Taxes you might think live or die according to whether they raise revenue for the Exchequer. Not so. The debate about 50p is as much about political symbolism as economics.

Those who want the rate to go fear that the top rate sends a message around the world that Britain does not want the wealthy to come here.

The rate is higher than many of our competitors and 50% crosses an important psychological barrier for many people who resent the idea of the state taking half their earnings.

Those who want it to stay see it as a symbol of fairness - evidence that the wealthy are taking their share of the pain.

The party politics of all this are also not as simple as some suggest.

Labour's two Eds are instinctively in favour of keeping the 50p rate and are sure to oppose it being scrapped.

However, Alistair Darling made clear when he introduced it that he intended it to last only as long as the economic crisis.

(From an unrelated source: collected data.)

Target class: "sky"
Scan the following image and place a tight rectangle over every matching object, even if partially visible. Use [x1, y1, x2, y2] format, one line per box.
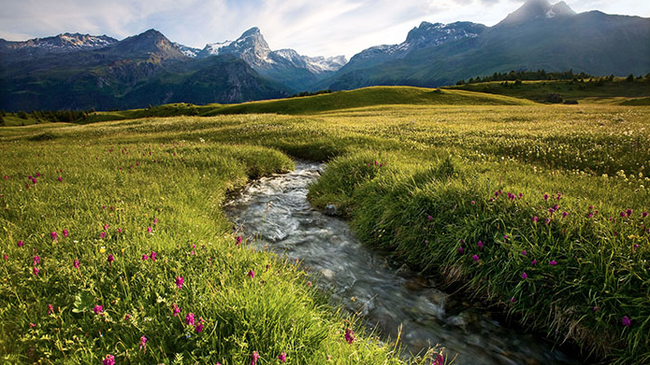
[1, 0, 649, 59]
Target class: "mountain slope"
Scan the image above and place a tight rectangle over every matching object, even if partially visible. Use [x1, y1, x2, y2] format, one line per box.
[322, 0, 650, 90]
[0, 30, 290, 111]
[197, 27, 347, 91]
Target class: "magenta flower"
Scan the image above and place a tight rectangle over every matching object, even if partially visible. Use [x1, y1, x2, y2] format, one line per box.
[185, 312, 195, 326]
[63, 229, 69, 237]
[102, 354, 115, 365]
[35, 172, 41, 177]
[153, 218, 159, 225]
[3, 254, 7, 260]
[642, 212, 648, 218]
[593, 306, 599, 312]
[472, 254, 479, 263]
[477, 241, 484, 250]
[172, 303, 181, 316]
[622, 316, 631, 327]
[176, 276, 184, 289]
[104, 224, 109, 230]
[147, 227, 152, 233]
[73, 259, 80, 269]
[195, 323, 204, 333]
[521, 272, 528, 279]
[33, 256, 40, 266]
[562, 212, 568, 219]
[278, 352, 287, 363]
[142, 254, 149, 261]
[345, 328, 356, 344]
[107, 254, 114, 264]
[545, 218, 551, 225]
[117, 228, 122, 234]
[532, 259, 537, 266]
[125, 314, 132, 320]
[434, 354, 444, 365]
[48, 304, 54, 314]
[33, 267, 39, 276]
[248, 270, 255, 278]
[510, 297, 516, 303]
[427, 215, 433, 220]
[543, 193, 549, 201]
[550, 260, 557, 266]
[58, 176, 62, 182]
[458, 246, 464, 254]
[18, 240, 24, 247]
[100, 232, 106, 240]
[150, 251, 157, 261]
[532, 216, 538, 223]
[626, 209, 633, 217]
[252, 351, 260, 365]
[93, 305, 103, 315]
[236, 236, 243, 246]
[471, 200, 476, 205]
[522, 250, 527, 256]
[620, 212, 626, 218]
[51, 232, 57, 241]
[140, 335, 147, 351]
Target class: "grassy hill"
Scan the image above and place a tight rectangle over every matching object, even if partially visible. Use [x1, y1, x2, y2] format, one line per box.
[76, 86, 534, 124]
[447, 77, 650, 104]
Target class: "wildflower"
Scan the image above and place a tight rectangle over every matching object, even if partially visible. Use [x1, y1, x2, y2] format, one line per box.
[33, 267, 39, 276]
[33, 256, 40, 265]
[104, 224, 109, 230]
[543, 193, 548, 201]
[545, 218, 551, 225]
[434, 354, 444, 365]
[153, 218, 159, 225]
[48, 304, 54, 314]
[93, 305, 103, 315]
[622, 316, 631, 327]
[588, 213, 593, 218]
[477, 241, 484, 250]
[147, 227, 152, 233]
[125, 314, 132, 320]
[626, 209, 633, 217]
[522, 250, 527, 256]
[532, 216, 538, 223]
[641, 212, 648, 218]
[3, 254, 7, 260]
[30, 323, 36, 327]
[63, 229, 69, 237]
[252, 351, 260, 365]
[58, 176, 63, 182]
[236, 236, 243, 245]
[472, 254, 479, 263]
[172, 303, 181, 316]
[142, 254, 149, 261]
[562, 212, 568, 218]
[278, 352, 287, 363]
[522, 272, 528, 279]
[550, 260, 557, 266]
[531, 259, 537, 266]
[510, 297, 516, 303]
[458, 246, 464, 254]
[140, 335, 147, 351]
[73, 259, 80, 269]
[150, 251, 157, 261]
[248, 270, 255, 278]
[100, 232, 106, 240]
[345, 328, 356, 344]
[102, 354, 115, 365]
[427, 215, 433, 220]
[185, 312, 195, 326]
[471, 200, 475, 205]
[620, 212, 626, 218]
[51, 232, 58, 241]
[107, 254, 114, 264]
[593, 306, 599, 312]
[18, 240, 24, 247]
[176, 276, 184, 289]
[117, 228, 122, 234]
[518, 193, 523, 198]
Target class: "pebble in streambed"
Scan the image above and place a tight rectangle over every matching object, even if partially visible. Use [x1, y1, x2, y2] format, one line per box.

Alan Johnson endorsed this view as shadow chancellor, as do many Blairites who fear that Labour will return to being seen as the enemies of aspiration.

The Lib Dems have declared in recent weeks that scrapping the 50p rate is "cloud cuckoo land" (that was Chief Secretary to the Treasury Danny Alexander) and "impossible" (Vince Cable).

However, the party dropped their policy of backing a 50p rate before the last election.

Behind the scenes Lib Dem ministers are telling their Tory coalition partners - if you're determined to drop this tax we need something in return which will show that the government is committed to fairness eg a new tax on property.

While many Tories are instinctively in favour of tax cuts, some are already telling me that it would be political suicide to cut the top rate for those earning over £150,000 while proceeding with plans to take child benefit away from those earning a third of that amount.

My hunch is that George Osborne will find a way before the next election to scrap this tax and pay for it by another less visible tax increase on the wealthy. Remember how he promised to pay for a cut in inheritance tax by increasing tax on non-doms?